UNIVERSIDADE FEDERAL DO RIO GRANDE DO SUL
INSTITUTO DE INFORMÁTICA
PROGRAMA DE PÓS-GRADUAÇÃO EM COMPUTAÇÃO
DEFESA DE PROPOSTA DE TESE
Aluno: Carlos Eduardo Benevides Bezerra
Orientador: Prof. Dr. Cláudio Fernando Resin Geyer
Título: Scalable State-Machine Replication
Linha de Pesquisa: Sistemas Distribuídos
Data: 29/07/2013
Horário: 16h
Local: Auditório José Mauro Volkmer de Castilho. Prédio 43424 – Instituto de Informática
Banca Examinadora:
Prof. Dr. Alberto Egon Schaeffer Filho (UFRGS)
Profa. Dra. Fabíola Gonçalves Pereira Greve (UFBA)
Profa. Dra. Taisy Silva Weber (UFRGS)
Presidente da Banca: Prof. Dr. Cláudio Fernando Resin Geyer
Resumo:
Redundancy provides fault-tolerance. A service can run on multiple servers that replicate each other, in order to provide service availability even in the case of crashes. A way to implement such a replicated service is by using techniques like state-machine-replication, which is able to provide fault tolerance, while being linearizable, that is, not allowing the clients to distinguish the behaviour of the replicated system to that of a single-site, unreplicated one.
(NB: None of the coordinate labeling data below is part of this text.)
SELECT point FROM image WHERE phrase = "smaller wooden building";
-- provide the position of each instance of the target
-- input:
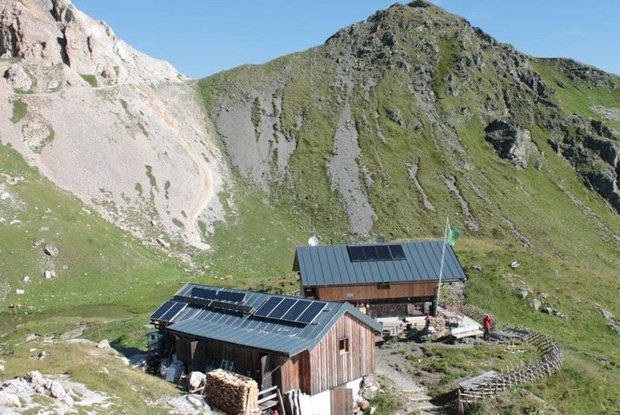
(298, 344)
(382, 277)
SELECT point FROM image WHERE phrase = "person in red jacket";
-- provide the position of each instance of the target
(487, 323)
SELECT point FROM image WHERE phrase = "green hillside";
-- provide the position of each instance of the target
(390, 126)
(398, 106)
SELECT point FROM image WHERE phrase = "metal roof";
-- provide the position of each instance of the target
(278, 336)
(331, 265)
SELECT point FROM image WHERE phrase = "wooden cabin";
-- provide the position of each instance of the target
(297, 344)
(384, 279)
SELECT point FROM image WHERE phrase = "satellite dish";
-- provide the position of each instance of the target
(313, 241)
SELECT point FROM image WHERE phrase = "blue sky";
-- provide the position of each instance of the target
(202, 37)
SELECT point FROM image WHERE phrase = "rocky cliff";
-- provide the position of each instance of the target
(124, 132)
(414, 114)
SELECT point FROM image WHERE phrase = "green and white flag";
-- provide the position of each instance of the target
(453, 234)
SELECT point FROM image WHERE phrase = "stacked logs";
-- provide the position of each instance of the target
(232, 393)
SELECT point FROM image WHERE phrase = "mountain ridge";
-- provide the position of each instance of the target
(123, 131)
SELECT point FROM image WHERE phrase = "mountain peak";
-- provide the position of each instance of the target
(55, 32)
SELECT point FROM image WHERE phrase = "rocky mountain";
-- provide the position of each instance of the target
(122, 131)
(393, 124)
(414, 114)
However, having a fully replicated, linearizable system comes at a cost, namely, scalability. By scalability we mean that, for some workloads, adding servers will always increase maximum system throughput. Even with a careful setup and using optimizations that avoid unnecessary redundant actions to be taken by servers, at some point the system throughput cannot be increased by adding servers; instead, adding replicas may even degrade performance. A way to achieve scalability is by partitioning the service and then allowing partitions to work independently. On the other hand, having a partitioned, yet linearizable and reasonably performant service is not trivial, and this is the topic of research proposed here. We attempt to reach this goal using three different techniques that can be used together: (i) a model for scalable state machine replication (S-SMR), (ii) a low-latency, quasi-genuine, optimistic atomic multicast algorithm on which S-SMR can build and (iii) a fine-granularity kd-tree based load balancing algorithm that attemps to keep partition servers under loads proportional to their capacities.
Palavra-Chave: partial replication, scalability, linearizability, multicast.